As ondas sonoras das sirenes vermelhas-azuis sob o efeito doopler contraem-se. Agudo-agudo-aqui-grave passaram. Eu não me preocupo. A Policia Einsatzgruppen persegue só os malfeitores eu sou eu queria ser a parede inamovível. Eu sigo Deus. A voz de Deus não como se eu fosse louco não ouço vozes como se fosse louco. Eu ouço as minhas vozes você não? Tem gente que houve a voz dos outros tem gente que é louca eu não sou Deus entende? Isso seria loucura e pecado não sou eu. De Deus as vozes são todas minhas as que eu ouço elas são todas eu. E as suas?
Com o rifle veio uma caixinha de papelão um pouco gasta. Como pode ser essa caixinha de papelão gasta? Não é possível usar de novo a bala de chumbo que veio dentro disparada. Por que a caixinha está gasta e rota velha usada? É como Stonehenge eu acho ou como a musica pop de Berlin. Um mistério. Esses mistérios são o quê sobrou da revolução cientifica do século XVI. XV XVI ou XVII não importa a revolução que acabou com o mundo de Zoroastro. Lá na Pérsia eles tinham segredos. Não era como o mundo da tevê que tem sempre um especialista simpático com boas palavras Descartes para explicar. O mundo de Zoroastro era como a musica pop de Berlin. O Leste é um mistério não é? Eu nunca entendi se a Indochina é um lugar real ou se é a cidade vizinha de Shangri-La pegando a estrada da serpente logo depois de Croatã é ali o Leste.
Firmo o olho direito no qualquercoisa-oscópio. Preciso continuar. Paro um segundo para rir imaginar que algum amigo loiro com sotaque do interior pudesse ter colocado graxa na mira e meu olho ia ficar sujo e eu pareceria o cachorro d’Os Batutinhas. É engraçado o riso é a prova de Deus mas preciso continuar. O tempo é assim sempre andando praticando para uma maratona acelera no final.
Olho no coisoscópio. Quatro cinco seis sete as pessoas começam a desaparecer não tem oito! Pisco rápido esfrego a mão no olho aperto e dói eu olho e vejo a pessoa que some no ar como mágica as pessoas são mágicas! Elas somem no ar antes de eu ou o dedo apertar o gatilho. Não consigo entender se eu fosse louco seria isso mas não é o caso. Elas estavam ali agora mesmo elas estavam correndo como baratas e a sirene vermelhazul passou efeito doopler e estava todo mundo na mira. Elas estão sumindo! Eu não sabia que as pessoas eram mágicas como eu poderia saber? Elas não dizem nada elas nunca dizem. Não pode ser Deus não disse nada. É a magia. Elas evaporam todas sempre que eu olho. O coisoscópio não tem defeito é o mundo as pessoas pasta salto alto.

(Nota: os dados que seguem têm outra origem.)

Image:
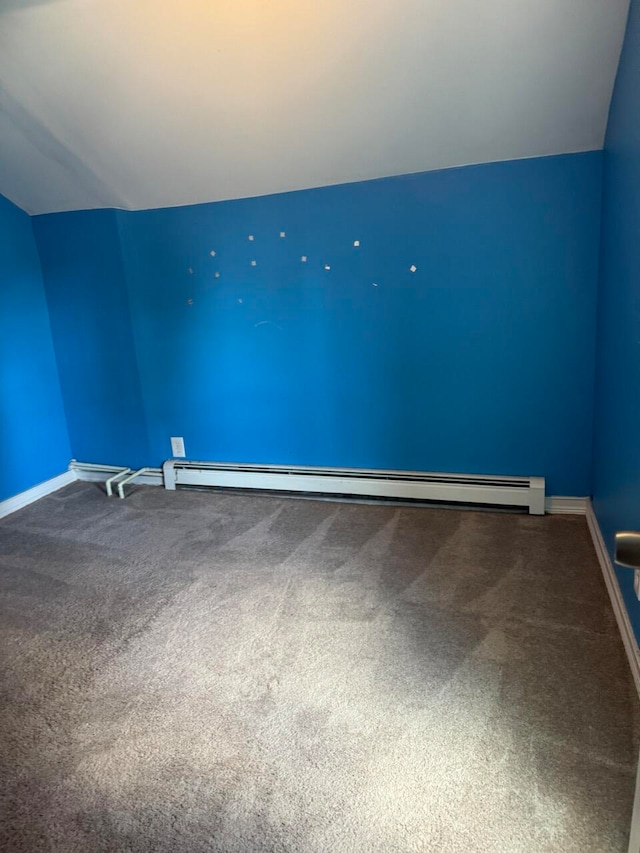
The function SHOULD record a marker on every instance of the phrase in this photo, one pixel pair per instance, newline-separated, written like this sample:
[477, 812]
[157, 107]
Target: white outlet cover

Pessoas magia negra. Eu não saio nunca devo. Eu gostava do quintal quando conseguia vir aqui tem mais espaço mas as pessoas são mágicas e se elas vissem meu quintal? Elas viram viraram viram meu quintal. Vou para a cama mas não durmo nunca posso mas aqui a vida é calma lá eu tenho medo das pessoas elas são mágicas pessoas da cidade da fila magia negra do banco e lotérica. Salto alto pessoa pasta paletó no meu quintal pessoa mágica no meu quintal. Lá fora as pessoas são mágicas lá eu tenho medo são pessoas magia negra.